Details of the setbacks emerged in a report released to Hong Kong’s Legislative Council this week by metro operator MTR Corporation, which is in charge of the project.
MTR said the cost of the 26km line and its Kowloon terminus was now estimated to be HK$85.3bn (£7bn), compared to the original budget of £5.5bn set in 2010.
The project is now expected to finish in the third quarter of 2018, three years later than originally planned.
The line runs in a mixture of drill and blast, bored, and cut and cover tunnel from densely populated Kowloon to Hong Kong’s border with China.
The 15-platform terminus is being constructed below ground level and occupies a huge 11ha footprint within a 1.6km diaphragm wall, close to Hong Kong’s Victoria Harbour.
MTR said unforeseen heavy clay in soft ground close to the Chinese border and “inconsistent performance of the tunnel boring machines” had caused delays on that section of the project.
High wage costs and labour shortages across Hong Kong, where a major infrastructure boom is in full swing, further added to delays and cost increases across the project.
“The acute labour shortage remains a major contributor to the low production rates,” said the MTR report. This has caused particular problems on one of the drill and blast tunnel contracts where work on the lining has had to slow down.

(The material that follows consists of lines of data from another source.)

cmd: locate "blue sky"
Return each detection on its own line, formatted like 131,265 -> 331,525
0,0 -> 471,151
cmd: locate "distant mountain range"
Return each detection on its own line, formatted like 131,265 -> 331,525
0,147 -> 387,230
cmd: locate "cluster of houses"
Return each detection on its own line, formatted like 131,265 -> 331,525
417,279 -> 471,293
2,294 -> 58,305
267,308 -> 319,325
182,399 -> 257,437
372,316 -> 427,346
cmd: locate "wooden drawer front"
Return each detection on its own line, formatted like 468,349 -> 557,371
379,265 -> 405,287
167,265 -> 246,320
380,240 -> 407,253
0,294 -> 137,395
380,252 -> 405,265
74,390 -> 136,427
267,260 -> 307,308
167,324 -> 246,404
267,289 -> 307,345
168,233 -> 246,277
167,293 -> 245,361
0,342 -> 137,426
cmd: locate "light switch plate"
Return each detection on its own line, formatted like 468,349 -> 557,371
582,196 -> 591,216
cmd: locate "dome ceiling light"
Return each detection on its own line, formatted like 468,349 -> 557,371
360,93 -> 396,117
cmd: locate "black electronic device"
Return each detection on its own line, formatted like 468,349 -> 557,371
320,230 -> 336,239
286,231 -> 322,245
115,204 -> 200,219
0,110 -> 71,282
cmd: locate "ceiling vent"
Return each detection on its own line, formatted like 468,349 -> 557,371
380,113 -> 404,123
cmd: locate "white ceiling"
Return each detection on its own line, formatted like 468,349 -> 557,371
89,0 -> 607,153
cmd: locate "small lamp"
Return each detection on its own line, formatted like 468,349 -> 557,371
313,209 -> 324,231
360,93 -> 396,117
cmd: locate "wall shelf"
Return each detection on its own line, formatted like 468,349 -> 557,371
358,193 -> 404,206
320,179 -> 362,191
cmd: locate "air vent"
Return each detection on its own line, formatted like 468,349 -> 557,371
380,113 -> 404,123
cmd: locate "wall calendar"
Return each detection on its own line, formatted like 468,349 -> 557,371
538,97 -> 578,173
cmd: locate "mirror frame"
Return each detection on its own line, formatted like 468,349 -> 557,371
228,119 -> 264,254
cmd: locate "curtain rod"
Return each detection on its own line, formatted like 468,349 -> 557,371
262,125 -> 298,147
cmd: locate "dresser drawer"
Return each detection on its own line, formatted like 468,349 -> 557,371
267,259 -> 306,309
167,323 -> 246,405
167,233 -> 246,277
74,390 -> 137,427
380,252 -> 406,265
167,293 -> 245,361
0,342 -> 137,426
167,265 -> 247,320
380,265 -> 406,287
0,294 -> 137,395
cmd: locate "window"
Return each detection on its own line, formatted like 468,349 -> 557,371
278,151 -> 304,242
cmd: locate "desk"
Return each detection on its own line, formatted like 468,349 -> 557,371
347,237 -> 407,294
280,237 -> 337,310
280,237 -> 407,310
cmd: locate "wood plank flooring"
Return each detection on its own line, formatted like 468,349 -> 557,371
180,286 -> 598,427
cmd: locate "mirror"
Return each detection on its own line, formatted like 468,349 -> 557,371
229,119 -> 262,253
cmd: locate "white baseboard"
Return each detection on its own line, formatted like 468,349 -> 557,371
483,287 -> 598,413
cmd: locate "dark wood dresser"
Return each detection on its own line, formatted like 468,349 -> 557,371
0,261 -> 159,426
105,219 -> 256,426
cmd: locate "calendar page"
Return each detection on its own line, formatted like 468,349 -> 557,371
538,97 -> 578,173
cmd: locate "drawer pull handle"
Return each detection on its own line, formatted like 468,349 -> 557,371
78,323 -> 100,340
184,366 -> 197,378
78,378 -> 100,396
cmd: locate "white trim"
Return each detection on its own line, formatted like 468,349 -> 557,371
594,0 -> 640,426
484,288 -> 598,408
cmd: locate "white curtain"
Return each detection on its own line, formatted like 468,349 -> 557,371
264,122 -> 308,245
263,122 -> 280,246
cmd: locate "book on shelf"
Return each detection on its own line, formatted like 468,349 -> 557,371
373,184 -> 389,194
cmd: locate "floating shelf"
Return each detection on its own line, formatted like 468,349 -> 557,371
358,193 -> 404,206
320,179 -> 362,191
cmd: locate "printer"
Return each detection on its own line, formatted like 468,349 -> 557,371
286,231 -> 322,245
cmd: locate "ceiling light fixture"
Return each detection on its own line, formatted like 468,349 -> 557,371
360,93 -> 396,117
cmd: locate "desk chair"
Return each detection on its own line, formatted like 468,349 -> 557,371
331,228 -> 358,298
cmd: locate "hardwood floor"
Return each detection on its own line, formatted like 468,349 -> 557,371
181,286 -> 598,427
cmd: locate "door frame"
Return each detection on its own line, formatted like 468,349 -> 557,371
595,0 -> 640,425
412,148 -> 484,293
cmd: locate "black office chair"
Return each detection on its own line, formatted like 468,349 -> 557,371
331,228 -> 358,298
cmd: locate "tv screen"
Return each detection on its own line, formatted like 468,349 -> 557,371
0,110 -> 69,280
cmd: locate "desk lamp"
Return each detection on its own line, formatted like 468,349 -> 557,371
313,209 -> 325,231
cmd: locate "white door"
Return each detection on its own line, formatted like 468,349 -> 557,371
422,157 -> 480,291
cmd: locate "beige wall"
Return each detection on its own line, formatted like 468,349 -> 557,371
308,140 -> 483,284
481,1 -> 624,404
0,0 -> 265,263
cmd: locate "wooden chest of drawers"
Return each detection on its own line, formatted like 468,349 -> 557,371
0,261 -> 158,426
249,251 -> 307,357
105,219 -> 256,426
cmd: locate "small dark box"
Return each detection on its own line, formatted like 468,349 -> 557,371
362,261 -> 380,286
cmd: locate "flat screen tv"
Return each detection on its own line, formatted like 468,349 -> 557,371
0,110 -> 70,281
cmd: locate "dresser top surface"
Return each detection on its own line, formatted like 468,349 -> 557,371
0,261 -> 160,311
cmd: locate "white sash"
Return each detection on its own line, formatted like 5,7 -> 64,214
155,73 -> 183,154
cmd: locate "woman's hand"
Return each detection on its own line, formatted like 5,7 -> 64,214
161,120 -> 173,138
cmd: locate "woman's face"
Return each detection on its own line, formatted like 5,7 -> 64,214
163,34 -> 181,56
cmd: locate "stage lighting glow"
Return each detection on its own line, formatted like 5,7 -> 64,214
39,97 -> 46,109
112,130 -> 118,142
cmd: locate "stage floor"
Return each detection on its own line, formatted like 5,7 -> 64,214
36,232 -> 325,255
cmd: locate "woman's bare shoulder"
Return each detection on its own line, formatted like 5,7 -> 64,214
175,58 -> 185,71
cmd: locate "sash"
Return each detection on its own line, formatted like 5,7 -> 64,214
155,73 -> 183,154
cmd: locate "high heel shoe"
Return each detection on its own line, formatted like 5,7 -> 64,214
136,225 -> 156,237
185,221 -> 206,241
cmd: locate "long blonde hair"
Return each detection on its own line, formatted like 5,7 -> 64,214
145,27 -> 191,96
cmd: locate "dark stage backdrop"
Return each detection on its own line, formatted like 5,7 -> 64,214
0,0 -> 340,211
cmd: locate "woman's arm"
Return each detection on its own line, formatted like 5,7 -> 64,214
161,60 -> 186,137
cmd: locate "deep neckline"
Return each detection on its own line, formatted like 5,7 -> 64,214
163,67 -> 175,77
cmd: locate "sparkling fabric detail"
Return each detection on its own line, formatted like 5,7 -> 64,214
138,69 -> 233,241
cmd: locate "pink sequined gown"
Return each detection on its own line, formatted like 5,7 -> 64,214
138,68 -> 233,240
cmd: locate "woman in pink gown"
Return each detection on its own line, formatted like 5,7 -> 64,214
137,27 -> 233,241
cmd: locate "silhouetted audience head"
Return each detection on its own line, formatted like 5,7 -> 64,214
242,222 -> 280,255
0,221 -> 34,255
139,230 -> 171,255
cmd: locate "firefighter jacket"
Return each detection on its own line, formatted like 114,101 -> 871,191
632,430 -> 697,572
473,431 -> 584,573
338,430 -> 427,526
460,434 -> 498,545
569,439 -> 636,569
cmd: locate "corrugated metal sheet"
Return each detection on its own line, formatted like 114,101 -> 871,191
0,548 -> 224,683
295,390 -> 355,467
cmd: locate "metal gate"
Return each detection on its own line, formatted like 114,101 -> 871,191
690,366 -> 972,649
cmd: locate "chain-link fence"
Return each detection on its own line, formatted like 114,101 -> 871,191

Steelwork for the terminus entrance has also suffered. “The steelwork fabrication … is highly complicated and serious delays have been experienced, says the MTR report. “In order to increase the pace of production of the temporary steelwork, additional off site fabrication yards and resources have been arranged. As at the end of March 2015, erection of the temporary and permanent steel members of the SEB structure was 45% and 16% complete. This is behind the planned progress of 93% and 35% respectively.”